Learning Objectives

By the end of this module, students should be able to:

  1. Distinguish between counts, ratios, proportions, and rates.
  2. Define, calculate, and interpret measures of Morbidity (Prevalence and Incidence).
  3. Define, calculate, and interpret measures of Mortality (Crude, Specific, and Case Fatality).
  4. Understand the mathematical relationship between Prevalence and Incidence.

1. Introduction: The Quantitative Nature of Epidemiology

Epidemiology is defined as the study of the distribution and determinants of health-related states. To study “distribution,” we must quantify disease. We cannot manage what we cannot measure.

The Mathematical Tools

Before we measure disease, we must define our tools:

A. Ratios

One quantity divided by another quantity. The numerator is not necessarily in the denominator. \[ \text{Ratio} = \frac{x}{y} \] * Example: Sex ratio (Males / Females).

B. Proportions

A type of ratio where the numerator is included in the denominator. Usually expressed as a percentage. \[ \text{Proportion} = \frac{a}{a+b} \times 100 \]

C. Rates

A ratio that consists of a numerator and denominator, but explicitly includes a measure of time. It measures the speed of disease occurrence.

# R Example: Basic Calculations
females <- 60
males <- 40
total <- females + males

# Ratio
sex_ratio <- males / females
print(paste("Sex Ratio (M:F):", round(sex_ratio, 2)))
## [1] "Sex Ratio (M:F): 0.67"
# Proportion
prop_female <- females / total
print(paste("Proportion of Females:", prop_female * 100, "%"))
## [1] "Proportion of Females: 60 %"

2. Measures of Morbidity

Morbidity refers to the state of being diseased or unhealthy within a population. We look at two main perspectives: Status (Prevalence) and Change (Incidence).

A. Prevalence (P)

Prevalence measures the proportion of individuals in a population who have the disease at a specific point in time (or period). It is a “snapshot.”

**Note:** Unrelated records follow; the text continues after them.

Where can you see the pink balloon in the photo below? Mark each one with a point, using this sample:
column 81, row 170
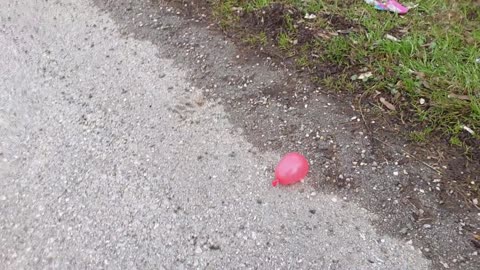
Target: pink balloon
column 292, row 168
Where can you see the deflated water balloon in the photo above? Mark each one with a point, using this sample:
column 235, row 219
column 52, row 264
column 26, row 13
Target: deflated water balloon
column 292, row 168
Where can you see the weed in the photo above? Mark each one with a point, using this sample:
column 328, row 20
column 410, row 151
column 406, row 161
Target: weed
column 284, row 41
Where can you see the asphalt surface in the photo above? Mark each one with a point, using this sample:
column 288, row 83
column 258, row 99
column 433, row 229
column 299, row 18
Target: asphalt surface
column 111, row 159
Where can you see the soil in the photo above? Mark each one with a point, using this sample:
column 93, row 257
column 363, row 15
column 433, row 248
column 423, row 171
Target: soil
column 417, row 191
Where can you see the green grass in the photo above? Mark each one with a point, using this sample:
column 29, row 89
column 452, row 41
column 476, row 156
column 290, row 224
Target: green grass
column 423, row 72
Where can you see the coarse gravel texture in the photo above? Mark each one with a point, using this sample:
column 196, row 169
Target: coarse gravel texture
column 114, row 155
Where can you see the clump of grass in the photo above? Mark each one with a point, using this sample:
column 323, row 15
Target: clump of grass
column 426, row 64
column 284, row 41
column 259, row 39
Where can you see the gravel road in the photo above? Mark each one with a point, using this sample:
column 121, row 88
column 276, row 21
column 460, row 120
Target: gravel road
column 110, row 158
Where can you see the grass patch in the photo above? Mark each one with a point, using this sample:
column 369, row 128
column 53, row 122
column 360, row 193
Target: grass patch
column 425, row 63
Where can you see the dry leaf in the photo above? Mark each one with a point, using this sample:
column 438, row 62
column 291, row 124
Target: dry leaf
column 387, row 104
column 476, row 236
column 462, row 97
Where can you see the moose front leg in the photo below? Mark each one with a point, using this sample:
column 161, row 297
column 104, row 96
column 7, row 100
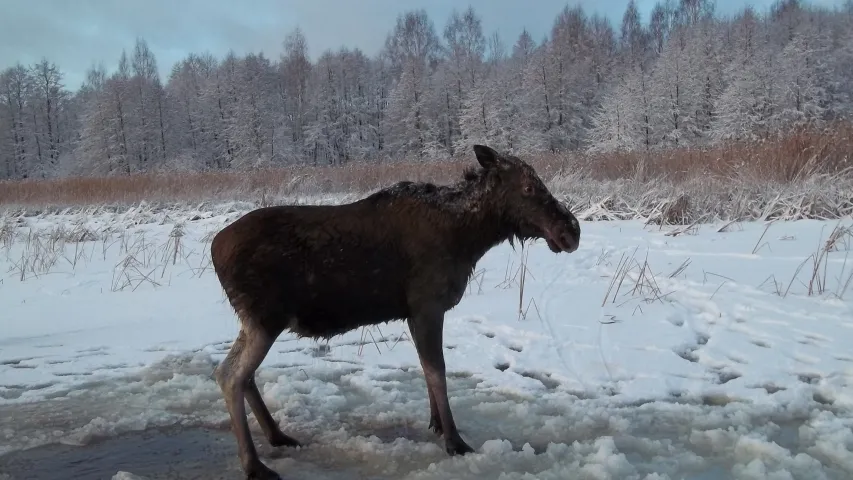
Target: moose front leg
column 427, row 332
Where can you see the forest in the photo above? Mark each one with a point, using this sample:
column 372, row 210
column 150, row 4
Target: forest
column 686, row 77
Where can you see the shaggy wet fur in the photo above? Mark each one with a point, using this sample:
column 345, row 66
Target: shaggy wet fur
column 403, row 253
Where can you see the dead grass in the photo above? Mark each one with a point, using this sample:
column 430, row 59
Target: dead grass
column 665, row 176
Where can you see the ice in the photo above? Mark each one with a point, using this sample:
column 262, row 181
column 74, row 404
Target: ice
column 644, row 355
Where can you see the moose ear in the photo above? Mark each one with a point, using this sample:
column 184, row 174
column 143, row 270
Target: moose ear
column 487, row 156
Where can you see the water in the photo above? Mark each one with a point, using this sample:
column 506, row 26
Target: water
column 157, row 454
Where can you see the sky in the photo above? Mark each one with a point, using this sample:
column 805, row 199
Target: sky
column 76, row 34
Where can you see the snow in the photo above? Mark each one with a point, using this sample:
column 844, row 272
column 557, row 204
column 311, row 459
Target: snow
column 643, row 355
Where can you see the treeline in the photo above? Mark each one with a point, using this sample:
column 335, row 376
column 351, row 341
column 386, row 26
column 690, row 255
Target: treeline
column 684, row 77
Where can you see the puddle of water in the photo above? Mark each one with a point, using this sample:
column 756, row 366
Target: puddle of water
column 156, row 454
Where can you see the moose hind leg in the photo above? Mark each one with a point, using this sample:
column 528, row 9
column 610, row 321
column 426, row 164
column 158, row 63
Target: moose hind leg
column 272, row 431
column 233, row 376
column 427, row 334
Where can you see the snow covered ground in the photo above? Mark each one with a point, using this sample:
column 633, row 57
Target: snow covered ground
column 644, row 355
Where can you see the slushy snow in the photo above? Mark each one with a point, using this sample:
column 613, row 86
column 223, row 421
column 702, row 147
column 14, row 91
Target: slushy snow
column 710, row 352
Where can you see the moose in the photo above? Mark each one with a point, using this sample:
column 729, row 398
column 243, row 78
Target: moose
column 405, row 252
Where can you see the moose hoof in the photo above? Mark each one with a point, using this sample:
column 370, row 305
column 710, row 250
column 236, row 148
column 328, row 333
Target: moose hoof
column 259, row 471
column 457, row 447
column 283, row 440
column 435, row 426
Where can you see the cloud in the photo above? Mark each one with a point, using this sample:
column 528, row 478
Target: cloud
column 77, row 34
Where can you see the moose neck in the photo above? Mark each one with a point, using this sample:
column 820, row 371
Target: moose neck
column 481, row 222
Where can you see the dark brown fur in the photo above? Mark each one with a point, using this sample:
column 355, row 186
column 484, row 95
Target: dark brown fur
column 403, row 253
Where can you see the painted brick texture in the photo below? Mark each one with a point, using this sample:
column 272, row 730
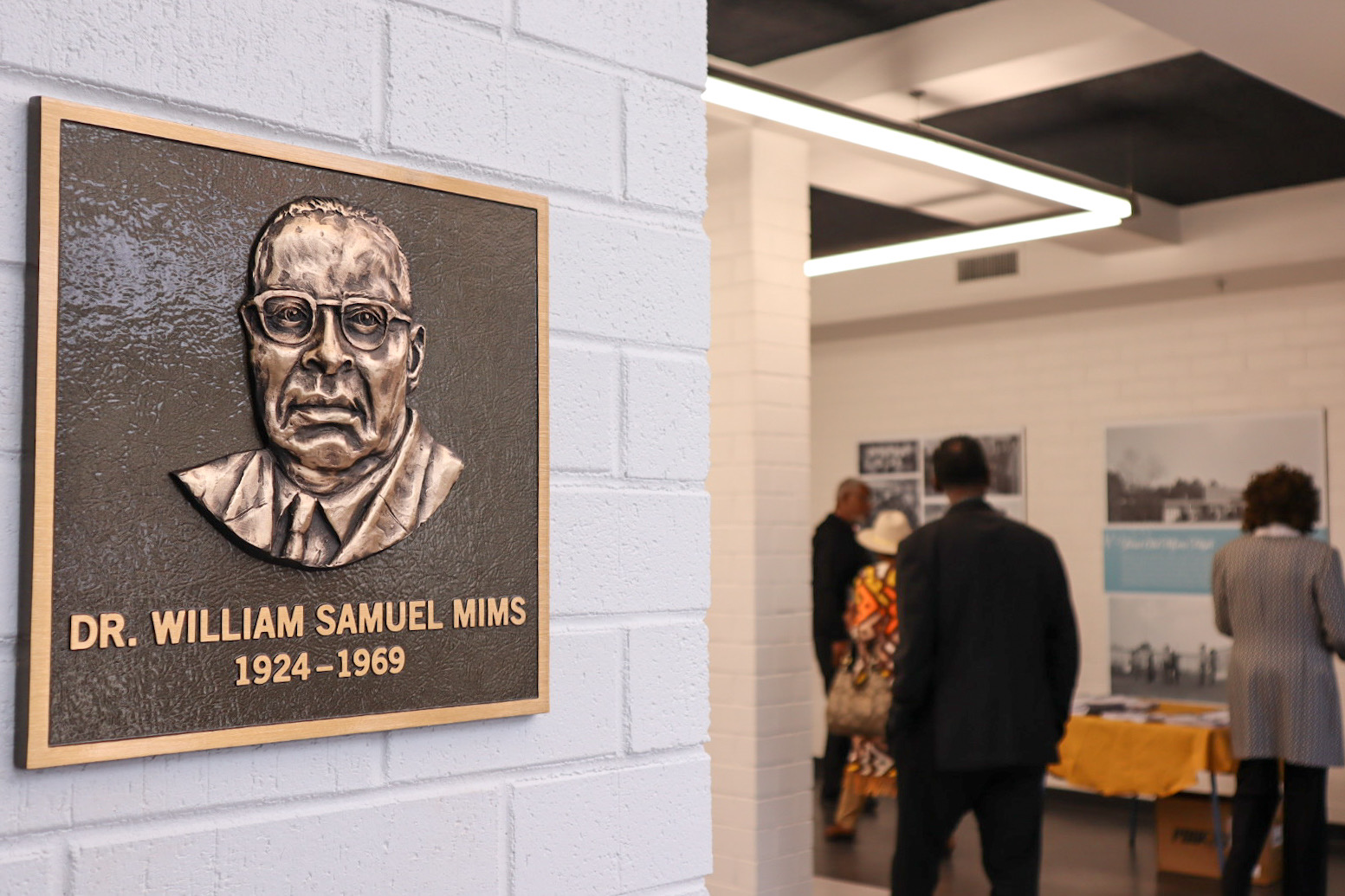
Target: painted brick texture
column 596, row 106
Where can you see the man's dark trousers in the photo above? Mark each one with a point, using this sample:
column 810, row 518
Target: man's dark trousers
column 1007, row 805
column 838, row 745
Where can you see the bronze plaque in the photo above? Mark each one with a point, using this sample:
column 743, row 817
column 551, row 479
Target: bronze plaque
column 288, row 470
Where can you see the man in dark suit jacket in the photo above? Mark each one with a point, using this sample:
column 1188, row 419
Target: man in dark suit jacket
column 985, row 673
column 836, row 560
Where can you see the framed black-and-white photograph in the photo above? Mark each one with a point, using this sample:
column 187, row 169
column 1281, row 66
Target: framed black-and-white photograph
column 887, row 458
column 289, row 444
column 896, row 493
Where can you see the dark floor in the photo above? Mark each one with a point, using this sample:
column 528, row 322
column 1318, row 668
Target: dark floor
column 1086, row 850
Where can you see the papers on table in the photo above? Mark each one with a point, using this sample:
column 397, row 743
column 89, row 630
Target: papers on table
column 1141, row 709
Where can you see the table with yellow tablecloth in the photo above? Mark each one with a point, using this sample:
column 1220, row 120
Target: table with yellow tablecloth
column 1123, row 757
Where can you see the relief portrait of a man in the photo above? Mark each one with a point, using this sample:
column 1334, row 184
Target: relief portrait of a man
column 333, row 350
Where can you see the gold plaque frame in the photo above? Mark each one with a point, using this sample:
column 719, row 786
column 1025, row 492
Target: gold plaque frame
column 34, row 723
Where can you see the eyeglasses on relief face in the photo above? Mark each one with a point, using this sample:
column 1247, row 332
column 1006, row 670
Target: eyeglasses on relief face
column 291, row 318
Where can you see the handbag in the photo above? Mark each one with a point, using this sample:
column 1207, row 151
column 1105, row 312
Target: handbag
column 858, row 702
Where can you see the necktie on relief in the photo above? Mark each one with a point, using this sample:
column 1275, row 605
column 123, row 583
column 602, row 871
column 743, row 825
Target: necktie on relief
column 301, row 519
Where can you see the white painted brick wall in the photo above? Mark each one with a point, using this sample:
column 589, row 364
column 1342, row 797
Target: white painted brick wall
column 669, row 706
column 598, row 106
column 1065, row 378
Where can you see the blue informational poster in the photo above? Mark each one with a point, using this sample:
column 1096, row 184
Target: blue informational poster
column 1174, row 497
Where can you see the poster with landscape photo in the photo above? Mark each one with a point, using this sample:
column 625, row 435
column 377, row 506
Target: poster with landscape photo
column 1173, row 500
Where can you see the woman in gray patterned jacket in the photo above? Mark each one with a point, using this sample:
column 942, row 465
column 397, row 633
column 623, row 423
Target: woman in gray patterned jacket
column 1279, row 594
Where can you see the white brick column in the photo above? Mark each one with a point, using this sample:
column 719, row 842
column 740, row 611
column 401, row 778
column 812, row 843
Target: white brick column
column 761, row 663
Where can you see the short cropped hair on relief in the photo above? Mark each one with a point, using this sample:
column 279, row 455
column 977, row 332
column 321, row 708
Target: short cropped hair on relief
column 326, row 208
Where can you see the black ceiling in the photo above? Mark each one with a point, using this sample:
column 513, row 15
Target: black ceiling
column 1182, row 131
column 756, row 31
column 842, row 223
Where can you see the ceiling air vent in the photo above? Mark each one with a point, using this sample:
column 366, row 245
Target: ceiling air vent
column 982, row 267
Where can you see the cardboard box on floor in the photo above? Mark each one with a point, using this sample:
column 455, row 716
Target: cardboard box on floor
column 1185, row 832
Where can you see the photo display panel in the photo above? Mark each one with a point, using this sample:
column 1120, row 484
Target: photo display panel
column 288, row 444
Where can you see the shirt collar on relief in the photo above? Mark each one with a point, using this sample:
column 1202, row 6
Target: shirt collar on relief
column 1277, row 531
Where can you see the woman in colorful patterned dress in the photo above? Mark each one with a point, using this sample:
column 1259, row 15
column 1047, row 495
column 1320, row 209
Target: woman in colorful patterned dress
column 872, row 619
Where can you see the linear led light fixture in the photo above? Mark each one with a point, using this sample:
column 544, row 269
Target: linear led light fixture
column 1095, row 208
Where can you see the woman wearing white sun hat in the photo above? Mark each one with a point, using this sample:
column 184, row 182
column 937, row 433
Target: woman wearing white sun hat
column 872, row 619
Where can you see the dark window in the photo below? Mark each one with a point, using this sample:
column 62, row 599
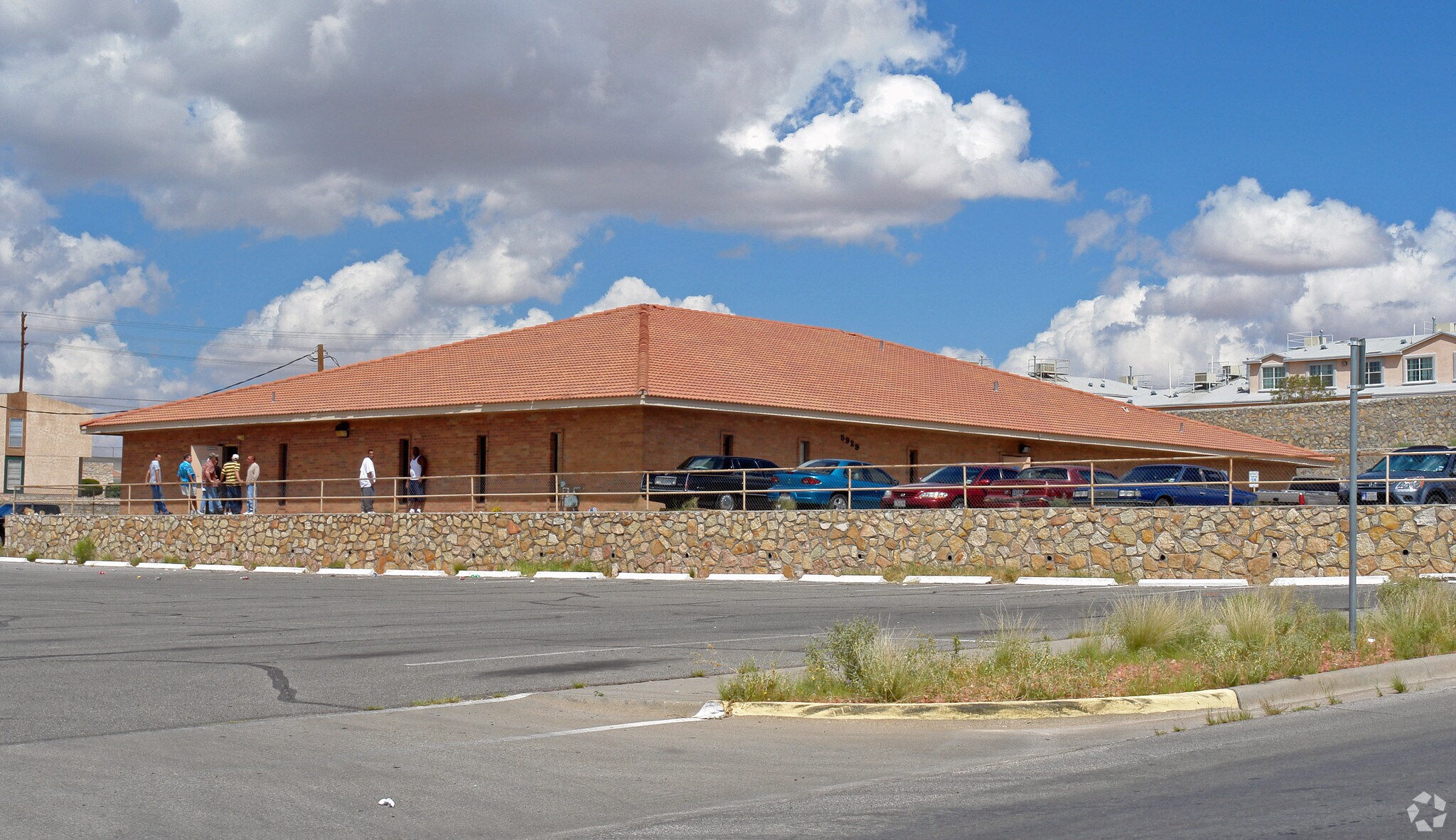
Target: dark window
column 481, row 448
column 283, row 475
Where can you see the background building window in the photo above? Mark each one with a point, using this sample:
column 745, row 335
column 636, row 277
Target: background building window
column 1420, row 369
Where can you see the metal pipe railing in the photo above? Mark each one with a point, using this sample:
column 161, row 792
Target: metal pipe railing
column 473, row 491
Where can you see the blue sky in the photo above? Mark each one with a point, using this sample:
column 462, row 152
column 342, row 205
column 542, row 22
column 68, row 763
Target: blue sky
column 1197, row 181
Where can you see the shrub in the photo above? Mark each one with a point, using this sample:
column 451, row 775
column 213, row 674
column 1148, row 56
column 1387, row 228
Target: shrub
column 751, row 683
column 83, row 551
column 1157, row 623
column 1251, row 619
column 1418, row 618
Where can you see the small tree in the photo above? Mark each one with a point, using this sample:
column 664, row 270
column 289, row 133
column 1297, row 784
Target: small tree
column 1302, row 389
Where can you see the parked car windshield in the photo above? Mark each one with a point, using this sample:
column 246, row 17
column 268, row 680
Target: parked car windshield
column 1414, row 463
column 947, row 476
column 1152, row 473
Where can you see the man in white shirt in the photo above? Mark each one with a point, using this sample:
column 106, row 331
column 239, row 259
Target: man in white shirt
column 368, row 484
column 251, row 479
column 155, row 479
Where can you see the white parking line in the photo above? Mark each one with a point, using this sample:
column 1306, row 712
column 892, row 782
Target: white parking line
column 608, row 650
column 708, row 712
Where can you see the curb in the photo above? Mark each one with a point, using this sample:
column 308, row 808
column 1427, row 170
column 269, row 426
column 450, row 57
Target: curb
column 1007, row 709
column 1197, row 583
column 842, row 578
column 1036, row 581
column 1331, row 581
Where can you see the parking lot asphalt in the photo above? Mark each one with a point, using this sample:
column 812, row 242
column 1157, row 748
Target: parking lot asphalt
column 85, row 652
column 542, row 766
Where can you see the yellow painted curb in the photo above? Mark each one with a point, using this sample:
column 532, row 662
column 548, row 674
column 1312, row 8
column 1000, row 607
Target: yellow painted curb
column 1005, row 709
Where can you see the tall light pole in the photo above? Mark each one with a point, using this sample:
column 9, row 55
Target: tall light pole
column 1356, row 383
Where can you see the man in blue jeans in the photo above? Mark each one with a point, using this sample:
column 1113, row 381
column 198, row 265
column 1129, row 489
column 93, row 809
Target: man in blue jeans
column 155, row 479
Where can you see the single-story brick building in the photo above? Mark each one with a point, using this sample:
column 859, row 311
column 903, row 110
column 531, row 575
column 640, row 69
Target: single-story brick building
column 643, row 387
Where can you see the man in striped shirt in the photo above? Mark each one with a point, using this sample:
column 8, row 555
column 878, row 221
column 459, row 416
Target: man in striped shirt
column 233, row 485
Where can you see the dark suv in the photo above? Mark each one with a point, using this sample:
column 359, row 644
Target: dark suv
column 725, row 491
column 1417, row 476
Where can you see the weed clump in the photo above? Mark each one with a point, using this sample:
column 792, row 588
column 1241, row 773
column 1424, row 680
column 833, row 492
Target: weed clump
column 83, row 551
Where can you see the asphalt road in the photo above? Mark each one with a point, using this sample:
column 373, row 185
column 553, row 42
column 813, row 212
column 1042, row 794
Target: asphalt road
column 136, row 650
column 543, row 766
column 191, row 705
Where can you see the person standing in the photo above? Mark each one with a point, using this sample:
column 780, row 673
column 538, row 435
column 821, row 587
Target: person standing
column 233, row 485
column 254, row 470
column 368, row 484
column 415, row 490
column 155, row 479
column 211, row 484
column 188, row 476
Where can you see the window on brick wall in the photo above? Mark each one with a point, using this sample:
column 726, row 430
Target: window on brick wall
column 481, row 462
column 283, row 475
column 1420, row 369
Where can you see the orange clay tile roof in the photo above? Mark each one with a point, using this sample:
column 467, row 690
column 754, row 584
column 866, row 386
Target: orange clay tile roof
column 678, row 354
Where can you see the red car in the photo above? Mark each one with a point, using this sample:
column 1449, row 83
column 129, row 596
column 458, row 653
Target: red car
column 954, row 487
column 1037, row 487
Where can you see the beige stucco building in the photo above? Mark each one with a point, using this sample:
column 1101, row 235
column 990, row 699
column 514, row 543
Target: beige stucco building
column 44, row 444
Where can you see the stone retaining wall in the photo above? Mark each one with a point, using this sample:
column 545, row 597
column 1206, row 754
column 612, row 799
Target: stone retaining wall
column 1256, row 544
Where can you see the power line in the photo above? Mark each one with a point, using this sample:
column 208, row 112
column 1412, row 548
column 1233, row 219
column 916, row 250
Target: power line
column 239, row 331
column 259, row 376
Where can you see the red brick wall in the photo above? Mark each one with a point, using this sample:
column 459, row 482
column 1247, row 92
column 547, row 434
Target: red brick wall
column 593, row 441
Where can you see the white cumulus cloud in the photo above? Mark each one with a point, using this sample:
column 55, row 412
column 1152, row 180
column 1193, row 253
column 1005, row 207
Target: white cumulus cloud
column 632, row 290
column 1248, row 270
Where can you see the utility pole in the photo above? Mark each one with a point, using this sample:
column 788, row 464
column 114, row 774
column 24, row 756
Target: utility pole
column 1356, row 383
column 22, row 352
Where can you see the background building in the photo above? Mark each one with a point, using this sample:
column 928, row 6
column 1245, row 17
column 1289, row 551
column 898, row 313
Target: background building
column 46, row 448
column 643, row 387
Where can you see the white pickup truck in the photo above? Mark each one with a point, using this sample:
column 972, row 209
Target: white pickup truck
column 1303, row 491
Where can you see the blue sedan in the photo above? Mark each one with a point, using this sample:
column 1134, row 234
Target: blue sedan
column 830, row 484
column 1164, row 485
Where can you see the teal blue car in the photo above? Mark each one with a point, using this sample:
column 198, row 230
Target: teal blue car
column 833, row 484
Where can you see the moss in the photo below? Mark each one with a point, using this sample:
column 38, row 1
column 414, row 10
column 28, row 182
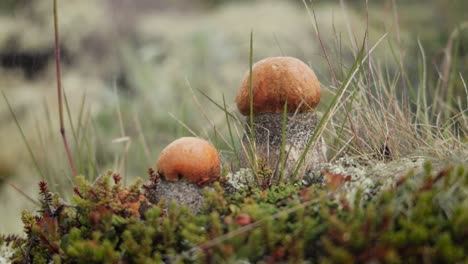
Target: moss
column 109, row 223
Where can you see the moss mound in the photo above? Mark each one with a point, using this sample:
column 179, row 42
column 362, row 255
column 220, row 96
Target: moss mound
column 422, row 217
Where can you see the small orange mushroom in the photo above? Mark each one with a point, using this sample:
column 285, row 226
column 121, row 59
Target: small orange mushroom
column 192, row 159
column 276, row 80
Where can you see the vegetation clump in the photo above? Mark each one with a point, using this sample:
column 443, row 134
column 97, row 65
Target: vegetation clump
column 422, row 217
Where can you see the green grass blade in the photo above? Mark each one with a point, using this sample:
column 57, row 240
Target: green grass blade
column 28, row 146
column 354, row 69
column 230, row 132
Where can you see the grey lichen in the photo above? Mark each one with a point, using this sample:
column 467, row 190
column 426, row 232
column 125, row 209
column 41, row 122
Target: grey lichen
column 268, row 141
column 184, row 193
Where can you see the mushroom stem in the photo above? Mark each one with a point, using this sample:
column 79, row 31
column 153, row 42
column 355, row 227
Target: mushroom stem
column 268, row 142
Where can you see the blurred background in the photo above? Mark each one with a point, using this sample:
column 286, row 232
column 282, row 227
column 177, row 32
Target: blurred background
column 138, row 74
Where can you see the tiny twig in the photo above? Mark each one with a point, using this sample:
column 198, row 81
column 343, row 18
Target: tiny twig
column 59, row 91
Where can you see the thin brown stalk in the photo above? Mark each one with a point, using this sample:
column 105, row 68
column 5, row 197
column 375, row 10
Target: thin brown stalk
column 59, row 91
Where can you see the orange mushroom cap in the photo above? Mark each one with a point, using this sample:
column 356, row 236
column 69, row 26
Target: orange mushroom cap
column 189, row 158
column 275, row 81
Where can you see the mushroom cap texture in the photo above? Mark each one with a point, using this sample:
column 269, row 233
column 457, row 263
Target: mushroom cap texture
column 275, row 81
column 192, row 159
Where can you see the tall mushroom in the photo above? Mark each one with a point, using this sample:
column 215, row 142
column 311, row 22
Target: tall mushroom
column 185, row 165
column 275, row 81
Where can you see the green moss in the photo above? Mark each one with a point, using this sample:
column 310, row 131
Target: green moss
column 108, row 223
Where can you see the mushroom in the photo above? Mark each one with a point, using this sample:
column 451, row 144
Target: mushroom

\[ \text{Prevalence} = \frac{\text{Number of existing cases}}{\text{Total population}} \times 100 \]

Real-Life Example:

Diabetes in the USA: If there are 34 million people with diabetes in a population of 330 million. \[ P = \frac{34,000,000}{330,000,000} \approx 10.3\% \]

Types of Prevalence:

  1. Point Prevalence: Do you have the disease right now?
  2. Period Prevalence: Did you have the disease at any time during the last year?
# Visualizing Prevalence
set.seed(123)
population_n <- 100
status <- sample(c("Healthy", "Diseased"), population_n, replace = TRUE, prob = c(0.85, 0.15))
df <- data.frame(status)

ggplot(df, aes(x = status, fill = status)) +
  geom_bar() +
  labs(title = "Point Prevalence Snapshot", y = "Count") +
  theme_minimal() +
  scale_fill_manual(values = c("red", "lightblue"))
Figure 1: Visualizing Prevalence in a Sample Population

Figure 1: Visualizing Prevalence in a Sample Population


B. Incidence (I)

Incidence measures the occurrence of new cases of disease in a population at risk over a specified period.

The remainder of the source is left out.